The actual encapsulation, i.e. formation of the membrane by
contacting the cationic polymer in the matrix with the anionic
polymers, takes place in the last, again obligatory step. To this
end, it is advisable to wash the matrix optionally dispersed in the
oil phase with an aqueous ca. 1 to 50 and preferably 10 to 15% by
weight aqueous solution of the anionic polymer and, if necessary,
to remove the oil phase either at the same time or afterwards. The
resulting aqueous preparations generally have a microcapsule
content of 1 to 10% by weight. In some cases, it can be of
advantage for the solution of the polymers to contain other
ingredients, for example emulsifiers or preservatives. After
filtration, microcapsules with a mean diameter of preferably about
0.01 to 1 mm are obtained. It is advisable to sieve the capsules to
ensure a uniform size distribution. The microcapsules thus obtained
may have any shape within production-related limits, but are
preferably substantially spherical. Alternatively, the anionic
polymers may also be used for the preparation of the matrix and
encapsulation may be carried out with the cationic polymers,
especially the chitosans.
[0085] Alternatively, encapsulation may be carried out using only
cationic polymers and utilizing their property of coagulating at pH
values above the pKs value.
[0086] A second alternative process for the production of the
microcapsules according to the invention comprises initially
preparing an o/w emulsion which, besides the oil component, water
and the active components, contains an effective quantity of
emulsifier. To form the matrix, a suitable quantity of an aqueous
anionic polymer solution is added to this preparation with vigorous
stirring. The membrane is formed by addition of the chitosan
solution. The entire process preferably takes place at a mildly
acidic pH of 3 to 4. If necessary, the pH is adjusted by addition
of mineral acid. After formation of the membrane, the pH is
increased to a value of 5 to 6, for example by addition of
triethanolamine or another base. This results in an increase in
viscosity which can be supported by addition of other thickeners
such as, for example, polysaccharides, more particularly xanthan
gum, guar guar, agar agar, alginates and tyloses, carboxymethyl
cellulose and hydroxyethyl cellulose, relatively high molecular
weight polyethylene glycol mono- and diesters of fatty acids,
polyacrylates, polyacrylamides and the like. Finally, the
microcapsules are separated from the aqueous phase, for example by
decantation, filtration or centrifuging.
[0087] In a third alternative process, the microcapsules are formed
around a preferably solid, for example crystalline, core by coating
this core in layers with oppositely charged polyelectrolytes, cf.
European patent EP 1064088 B1 (Max-Planck Gesellschaft).
[0088] Other processes for the production of PVMMA-based
microcapsules are described in DE 3512565 A1 (BASF) and in U.S.

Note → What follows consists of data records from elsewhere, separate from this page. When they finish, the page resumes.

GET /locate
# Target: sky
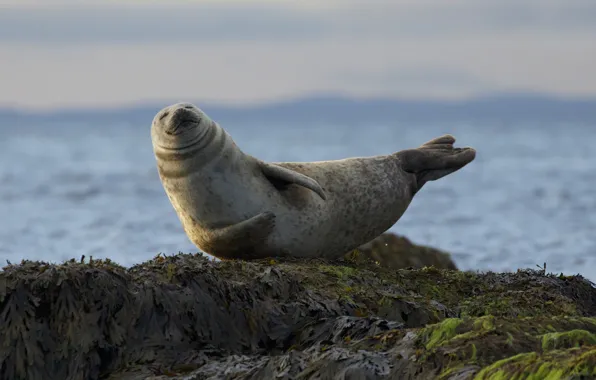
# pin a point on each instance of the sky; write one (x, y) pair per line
(91, 53)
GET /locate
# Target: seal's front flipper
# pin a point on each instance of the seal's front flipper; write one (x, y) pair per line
(435, 159)
(240, 240)
(278, 174)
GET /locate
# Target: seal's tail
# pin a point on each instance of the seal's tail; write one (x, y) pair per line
(435, 159)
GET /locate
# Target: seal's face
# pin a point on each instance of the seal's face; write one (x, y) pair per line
(179, 126)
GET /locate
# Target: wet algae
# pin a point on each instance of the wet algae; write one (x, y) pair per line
(188, 317)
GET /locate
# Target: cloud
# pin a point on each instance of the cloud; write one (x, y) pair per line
(103, 53)
(135, 22)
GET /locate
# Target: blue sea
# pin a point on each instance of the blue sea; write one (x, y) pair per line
(86, 188)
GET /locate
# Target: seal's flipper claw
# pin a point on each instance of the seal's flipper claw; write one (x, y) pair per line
(443, 140)
(435, 159)
(240, 240)
(280, 174)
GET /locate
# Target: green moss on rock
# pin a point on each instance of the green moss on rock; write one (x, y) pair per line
(185, 316)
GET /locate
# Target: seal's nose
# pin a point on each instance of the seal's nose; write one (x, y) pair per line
(182, 113)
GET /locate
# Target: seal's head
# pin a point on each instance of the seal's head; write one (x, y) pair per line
(179, 126)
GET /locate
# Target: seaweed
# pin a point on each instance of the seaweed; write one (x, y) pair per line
(186, 316)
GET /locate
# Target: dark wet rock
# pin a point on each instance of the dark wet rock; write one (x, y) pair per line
(187, 317)
(398, 252)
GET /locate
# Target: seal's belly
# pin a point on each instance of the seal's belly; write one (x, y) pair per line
(365, 198)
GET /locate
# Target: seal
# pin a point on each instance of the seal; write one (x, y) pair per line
(235, 206)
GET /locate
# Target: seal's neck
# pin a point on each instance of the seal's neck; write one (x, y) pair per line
(212, 148)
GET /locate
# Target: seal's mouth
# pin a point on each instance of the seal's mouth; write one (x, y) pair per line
(183, 125)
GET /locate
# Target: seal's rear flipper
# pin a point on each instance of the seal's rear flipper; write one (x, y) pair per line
(278, 174)
(240, 240)
(435, 159)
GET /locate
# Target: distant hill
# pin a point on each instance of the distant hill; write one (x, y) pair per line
(341, 110)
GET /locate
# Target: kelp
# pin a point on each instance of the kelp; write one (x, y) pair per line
(189, 317)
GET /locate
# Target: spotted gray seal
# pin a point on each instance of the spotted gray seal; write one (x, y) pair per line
(233, 205)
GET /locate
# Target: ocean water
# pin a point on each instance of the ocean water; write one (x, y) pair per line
(90, 189)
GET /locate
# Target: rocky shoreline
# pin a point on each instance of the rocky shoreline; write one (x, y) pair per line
(189, 317)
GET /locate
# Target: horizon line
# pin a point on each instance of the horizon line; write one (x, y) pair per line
(232, 105)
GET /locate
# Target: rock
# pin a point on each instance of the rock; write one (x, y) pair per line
(398, 252)
(188, 317)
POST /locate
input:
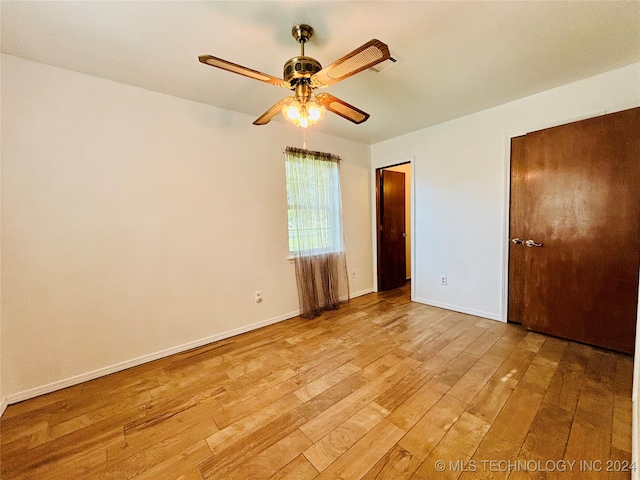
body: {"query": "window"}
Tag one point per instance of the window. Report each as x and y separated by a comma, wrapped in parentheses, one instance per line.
(314, 204)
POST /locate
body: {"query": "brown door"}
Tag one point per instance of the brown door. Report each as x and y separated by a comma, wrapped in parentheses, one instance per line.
(582, 204)
(392, 260)
(516, 231)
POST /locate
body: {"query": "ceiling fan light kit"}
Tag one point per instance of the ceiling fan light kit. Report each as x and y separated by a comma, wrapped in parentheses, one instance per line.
(303, 74)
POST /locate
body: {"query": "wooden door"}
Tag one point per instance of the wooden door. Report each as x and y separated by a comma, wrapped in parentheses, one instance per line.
(392, 258)
(515, 308)
(582, 203)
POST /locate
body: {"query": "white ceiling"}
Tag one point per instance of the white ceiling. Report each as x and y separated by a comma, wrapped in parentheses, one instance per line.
(456, 57)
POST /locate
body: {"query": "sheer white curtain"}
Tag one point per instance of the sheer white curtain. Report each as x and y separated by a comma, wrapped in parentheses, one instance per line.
(315, 229)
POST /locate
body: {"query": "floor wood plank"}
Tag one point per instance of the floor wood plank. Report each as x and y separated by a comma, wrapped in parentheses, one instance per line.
(382, 388)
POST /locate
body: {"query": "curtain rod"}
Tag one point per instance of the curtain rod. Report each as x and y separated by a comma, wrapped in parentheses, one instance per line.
(311, 152)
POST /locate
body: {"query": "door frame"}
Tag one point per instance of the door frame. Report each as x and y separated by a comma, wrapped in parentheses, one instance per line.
(374, 215)
(507, 195)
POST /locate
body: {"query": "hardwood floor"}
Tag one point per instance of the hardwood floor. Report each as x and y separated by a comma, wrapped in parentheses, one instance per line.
(381, 389)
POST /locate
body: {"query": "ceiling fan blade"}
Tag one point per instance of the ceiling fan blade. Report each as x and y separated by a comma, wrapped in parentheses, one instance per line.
(239, 69)
(342, 108)
(272, 112)
(368, 55)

Pat. No. 4,089,802 (NCR Corp.). In these known processes, aqueous
polyacrylate solutions, for example, are mixed with paraffins and a
precondensate of melamine and formaldehyde is then added.
Commercial Applications
[0089] The preparations of hydrophobic active components and
film-forming polymers are used for finishing fibers and all kinds
of textile fabrics, i.e. both end products and semifinished
products, during or even after the production process in order thus
to improve wearing comfort on the skin. The choice of the materials
of which the fibers or textiles consist is very largely uncritical.
Suitable materials are any standard natural and synthetic materials
and blends thereof, but especially cotton, polyamides, polyesters,
viscose, polyamide/elastane, cotton/elastane and cotton/polyester.
The choice of the textile is equally uncritical, although it is
logical to finish products which are in direct contact with the
skin, i.e. in particular underwear, swimwear, nightwear, hose and
pantyhose.
Application Processes
[0090] The present invention also relates to a first process for
finishing fibers or textile fabrics, in which the substrates are
impregnated with aqueous preparations containing the hydrophobic
active components and the film-forming polymers and optionally
other microencapsulated active components and emulsifiers.
Impregnation of the fibers or textiles may be carried out, for
example, by the so-called exhaust method. This may be carried out
in a commercially available washing machine or in a dyeing machine
typically used in the textile industry.
[0091] Alternatively, the present invention also relates to a
second process for finishing fibers and textile fabrics in which
the aqueous preparations containing the hydrophobic active
components and the film-forming polymers and optionally other
microencapsulated active components and emulsifiers are applied by
pressure application. In this process, the fibers/fabrics to be
treated are drawn through an immersion bath containing the
microencapsulated active components and the binders, the
preparations being applied under pressure in a press. This
technique is known as padding
[0092] The concentration of active components is normally from 0.5
to 15 and preferably from 1 to 10% by weight, based on the liquor
or the immersion bath. Impregnation generally requires lower
concentrations than pressure application to charge the fibers or
textile fabrics with the active components.
[0093] Finally, the present invention relates to the use of
mixtures containing
(a) hydrophobic active components, (b) film-forming active
components and optionally (c) other microencapsulated active
components for finishing fibers and textile fabrics.
EXAMPLES
Example 1
[0094] An active component mixture of Monoi de Tahiti (refined
coconut oil with active principles of the Tiara flower) and vitamin
E in a ratio by weight of 9:1 was mixed with various polymeric
binders (Stabiflex:polyurethane, Cognis 3001, 3002=polysiloxanes)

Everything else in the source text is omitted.